PerformanceCaching Strategies

Caching stores copies of frequently accessed data in fast storage (memory) so future requests are served faster. Getting caching right is often the difference between a system that scales and one that doesn't.

Why Cache?

Database reads are slow (milliseconds). Memory reads are fast (microseconds). Caching exploits this 1,000x difference by storing hot data in RAM.

Benefits:

  • Reduced latency: Serve responses in <1ms instead of 50ms+
  • Reduced database load: Protect your database from read storms
  • Better throughput: Handle more requests with the same infrastructure

Cache-Aside (Lazy Loading)

The application is responsible for populating the cache.

1. Request comes in
2. Check cache → Cache HIT → Return cached value
3. Cache MISS → Read from DB → Write to cache → Return value

Pros:

  • Only caches data that's actually requested
  • Cache failures don't break the system (falls back to DB)
  • Flexible: application controls what gets cached

Cons:

  • Cache miss penalty: 3 trips (cache + DB + cache write)
  • Data can become stale if DB is updated directly
  • Cache stampede: many requests hit the DB simultaneously on a cold start

Best for: General-purpose read caching.
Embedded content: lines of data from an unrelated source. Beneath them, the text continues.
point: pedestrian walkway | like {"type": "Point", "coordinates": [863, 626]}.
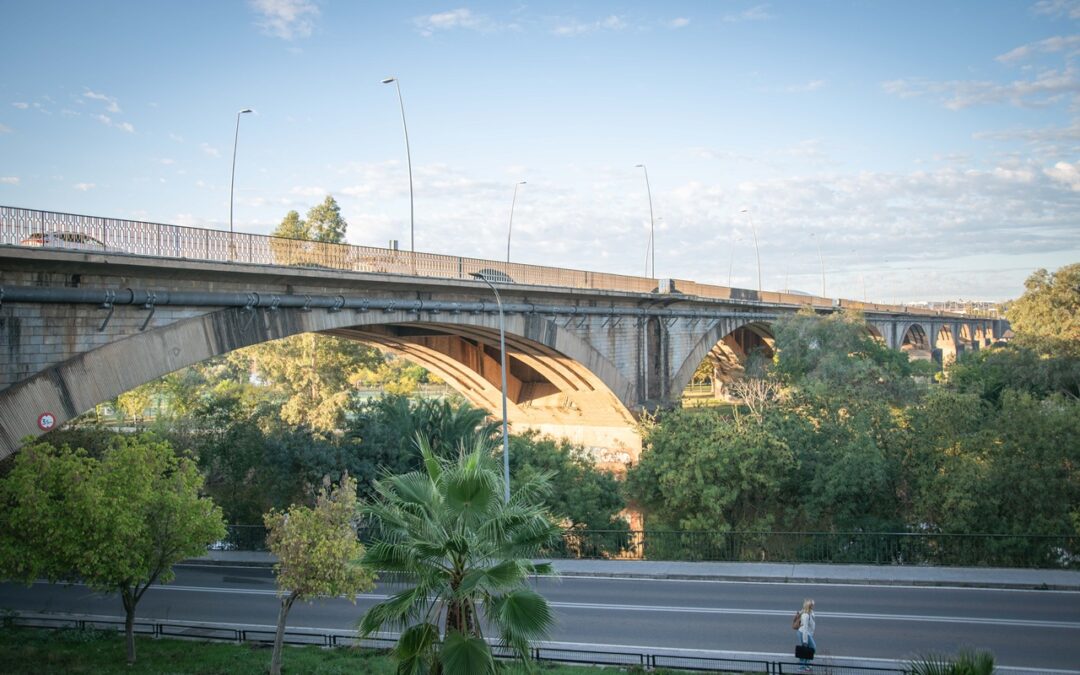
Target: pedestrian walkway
{"type": "Point", "coordinates": [882, 575]}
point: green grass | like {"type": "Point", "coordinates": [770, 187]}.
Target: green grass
{"type": "Point", "coordinates": [36, 651]}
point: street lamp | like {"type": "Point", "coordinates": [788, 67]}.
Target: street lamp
{"type": "Point", "coordinates": [731, 259]}
{"type": "Point", "coordinates": [652, 225]}
{"type": "Point", "coordinates": [408, 157]}
{"type": "Point", "coordinates": [502, 358]}
{"type": "Point", "coordinates": [510, 229]}
{"type": "Point", "coordinates": [757, 252]}
{"type": "Point", "coordinates": [822, 259]}
{"type": "Point", "coordinates": [232, 180]}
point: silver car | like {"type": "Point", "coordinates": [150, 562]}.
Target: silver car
{"type": "Point", "coordinates": [64, 240]}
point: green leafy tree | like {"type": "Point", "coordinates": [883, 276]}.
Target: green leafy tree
{"type": "Point", "coordinates": [447, 530]}
{"type": "Point", "coordinates": [1048, 315]}
{"type": "Point", "coordinates": [325, 224]}
{"type": "Point", "coordinates": [318, 553]}
{"type": "Point", "coordinates": [583, 497]}
{"type": "Point", "coordinates": [312, 242]}
{"type": "Point", "coordinates": [311, 373]}
{"type": "Point", "coordinates": [293, 227]}
{"type": "Point", "coordinates": [118, 524]}
{"type": "Point", "coordinates": [990, 373]}
{"type": "Point", "coordinates": [835, 355]}
{"type": "Point", "coordinates": [704, 470]}
{"type": "Point", "coordinates": [1006, 470]}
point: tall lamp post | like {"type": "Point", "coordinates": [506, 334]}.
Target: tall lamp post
{"type": "Point", "coordinates": [510, 229]}
{"type": "Point", "coordinates": [502, 358]}
{"type": "Point", "coordinates": [408, 157]}
{"type": "Point", "coordinates": [232, 180]}
{"type": "Point", "coordinates": [822, 260]}
{"type": "Point", "coordinates": [652, 225]}
{"type": "Point", "coordinates": [757, 252]}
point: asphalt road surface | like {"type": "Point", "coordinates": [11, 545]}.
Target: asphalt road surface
{"type": "Point", "coordinates": [1024, 629]}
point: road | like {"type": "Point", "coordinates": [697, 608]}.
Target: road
{"type": "Point", "coordinates": [1024, 629]}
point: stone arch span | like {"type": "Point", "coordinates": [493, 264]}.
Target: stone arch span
{"type": "Point", "coordinates": [558, 383]}
{"type": "Point", "coordinates": [915, 340]}
{"type": "Point", "coordinates": [727, 345]}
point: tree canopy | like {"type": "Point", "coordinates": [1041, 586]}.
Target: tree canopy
{"type": "Point", "coordinates": [467, 555]}
{"type": "Point", "coordinates": [1048, 315]}
{"type": "Point", "coordinates": [318, 553]}
{"type": "Point", "coordinates": [117, 524]}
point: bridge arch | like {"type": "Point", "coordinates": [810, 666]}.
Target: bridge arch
{"type": "Point", "coordinates": [915, 340]}
{"type": "Point", "coordinates": [946, 345]}
{"type": "Point", "coordinates": [727, 346]}
{"type": "Point", "coordinates": [558, 382]}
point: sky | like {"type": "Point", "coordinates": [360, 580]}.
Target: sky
{"type": "Point", "coordinates": [904, 151]}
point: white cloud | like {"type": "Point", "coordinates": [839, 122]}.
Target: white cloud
{"type": "Point", "coordinates": [1048, 88]}
{"type": "Point", "coordinates": [1063, 172]}
{"type": "Point", "coordinates": [124, 126]}
{"type": "Point", "coordinates": [758, 13]}
{"type": "Point", "coordinates": [460, 17]}
{"type": "Point", "coordinates": [110, 103]}
{"type": "Point", "coordinates": [812, 85]}
{"type": "Point", "coordinates": [1049, 45]}
{"type": "Point", "coordinates": [572, 27]}
{"type": "Point", "coordinates": [285, 18]}
{"type": "Point", "coordinates": [1058, 8]}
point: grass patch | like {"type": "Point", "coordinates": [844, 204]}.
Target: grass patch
{"type": "Point", "coordinates": [37, 651]}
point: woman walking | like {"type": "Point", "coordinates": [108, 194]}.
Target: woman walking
{"type": "Point", "coordinates": [806, 632]}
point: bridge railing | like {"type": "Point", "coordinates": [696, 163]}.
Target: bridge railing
{"type": "Point", "coordinates": [1034, 551]}
{"type": "Point", "coordinates": [29, 227]}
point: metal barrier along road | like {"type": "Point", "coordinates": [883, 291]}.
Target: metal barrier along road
{"type": "Point", "coordinates": [1049, 552]}
{"type": "Point", "coordinates": [210, 632]}
{"type": "Point", "coordinates": [1034, 551]}
{"type": "Point", "coordinates": [32, 228]}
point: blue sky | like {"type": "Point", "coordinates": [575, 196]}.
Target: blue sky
{"type": "Point", "coordinates": [931, 149]}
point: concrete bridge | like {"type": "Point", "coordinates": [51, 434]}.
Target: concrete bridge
{"type": "Point", "coordinates": [91, 308]}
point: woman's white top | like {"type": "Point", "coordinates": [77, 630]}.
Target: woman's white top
{"type": "Point", "coordinates": [806, 625]}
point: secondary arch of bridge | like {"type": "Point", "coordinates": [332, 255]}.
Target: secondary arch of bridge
{"type": "Point", "coordinates": [726, 345]}
{"type": "Point", "coordinates": [557, 382]}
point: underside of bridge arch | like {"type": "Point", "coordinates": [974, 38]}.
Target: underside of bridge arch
{"type": "Point", "coordinates": [742, 351]}
{"type": "Point", "coordinates": [547, 390]}
{"type": "Point", "coordinates": [945, 346]}
{"type": "Point", "coordinates": [916, 342]}
{"type": "Point", "coordinates": [875, 333]}
{"type": "Point", "coordinates": [557, 383]}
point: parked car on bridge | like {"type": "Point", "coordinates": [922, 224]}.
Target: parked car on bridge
{"type": "Point", "coordinates": [496, 275]}
{"type": "Point", "coordinates": [64, 240]}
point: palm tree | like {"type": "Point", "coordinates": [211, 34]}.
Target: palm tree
{"type": "Point", "coordinates": [447, 531]}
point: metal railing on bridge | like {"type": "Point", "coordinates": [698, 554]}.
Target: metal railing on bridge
{"type": "Point", "coordinates": [32, 228]}
{"type": "Point", "coordinates": [1034, 551]}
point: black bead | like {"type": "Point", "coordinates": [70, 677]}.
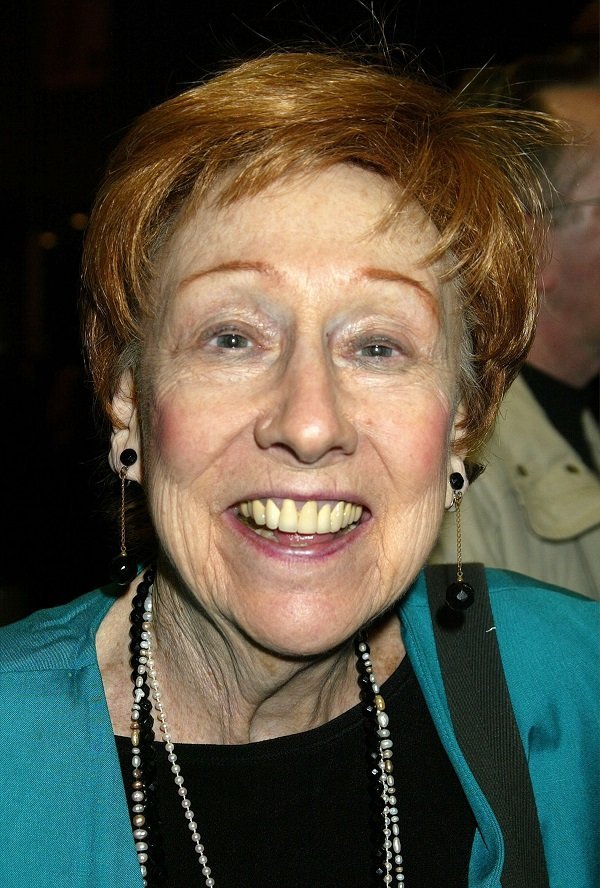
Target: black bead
{"type": "Point", "coordinates": [457, 481]}
{"type": "Point", "coordinates": [459, 596]}
{"type": "Point", "coordinates": [123, 569]}
{"type": "Point", "coordinates": [128, 457]}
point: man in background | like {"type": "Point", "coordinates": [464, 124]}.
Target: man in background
{"type": "Point", "coordinates": [536, 508]}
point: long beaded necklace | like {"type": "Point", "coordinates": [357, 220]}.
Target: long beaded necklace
{"type": "Point", "coordinates": [146, 694]}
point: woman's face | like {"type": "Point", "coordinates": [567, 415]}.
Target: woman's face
{"type": "Point", "coordinates": [299, 360]}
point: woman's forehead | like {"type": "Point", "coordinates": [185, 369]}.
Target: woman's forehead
{"type": "Point", "coordinates": [315, 214]}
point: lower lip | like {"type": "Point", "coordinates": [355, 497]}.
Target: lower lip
{"type": "Point", "coordinates": [313, 546]}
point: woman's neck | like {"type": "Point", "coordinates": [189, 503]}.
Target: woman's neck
{"type": "Point", "coordinates": [218, 687]}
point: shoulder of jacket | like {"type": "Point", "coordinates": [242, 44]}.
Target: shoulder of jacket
{"type": "Point", "coordinates": [55, 638]}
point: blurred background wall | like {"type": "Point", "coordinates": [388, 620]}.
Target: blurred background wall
{"type": "Point", "coordinates": [73, 75]}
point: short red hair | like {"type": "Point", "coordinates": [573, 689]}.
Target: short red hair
{"type": "Point", "coordinates": [473, 170]}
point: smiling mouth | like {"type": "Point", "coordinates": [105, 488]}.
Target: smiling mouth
{"type": "Point", "coordinates": [309, 518]}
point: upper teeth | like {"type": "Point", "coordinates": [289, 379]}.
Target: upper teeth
{"type": "Point", "coordinates": [308, 517]}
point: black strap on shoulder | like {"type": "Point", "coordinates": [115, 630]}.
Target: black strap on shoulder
{"type": "Point", "coordinates": [484, 721]}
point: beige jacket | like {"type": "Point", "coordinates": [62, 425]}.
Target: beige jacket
{"type": "Point", "coordinates": [536, 508]}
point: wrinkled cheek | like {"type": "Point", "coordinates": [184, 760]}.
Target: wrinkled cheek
{"type": "Point", "coordinates": [178, 441]}
{"type": "Point", "coordinates": [424, 445]}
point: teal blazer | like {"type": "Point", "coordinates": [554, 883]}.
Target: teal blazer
{"type": "Point", "coordinates": [63, 812]}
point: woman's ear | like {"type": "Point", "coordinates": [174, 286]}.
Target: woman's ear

The default choice.

Write-Through

The application writes to the cache and the database simultaneously (synchronously).

1. Write to cache
2. Write to database
3. Return success

Pros:

  • Cache is always in sync with the database
  • Read performance is excellent — cache is always warm

Cons:

  • Write latency is higher (must write to both)
  • Writes for data that's never read waste cache space

Best for: Systems that can't tolerate stale data, with frequent reads of recently written data.

Write-Behind (Write-Back)

The application writes to the cache immediately and asynchronously flushes to the database.

1. Write to cache
2. Return success immediately
3. [async] Flush to database in background

Pros:

  • Very low write latency
  • Can batch DB writes for efficiency

Cons:

  • Risk of data loss: If the cache node crashes before the flush, data is lost
  • More complex to implement correctly

Best for: Write-heavy workloads where some data loss is acceptable (analytics, metrics).

Read-Through

The cache sits between the application and database. On a miss, the cache itself fetches from the DB.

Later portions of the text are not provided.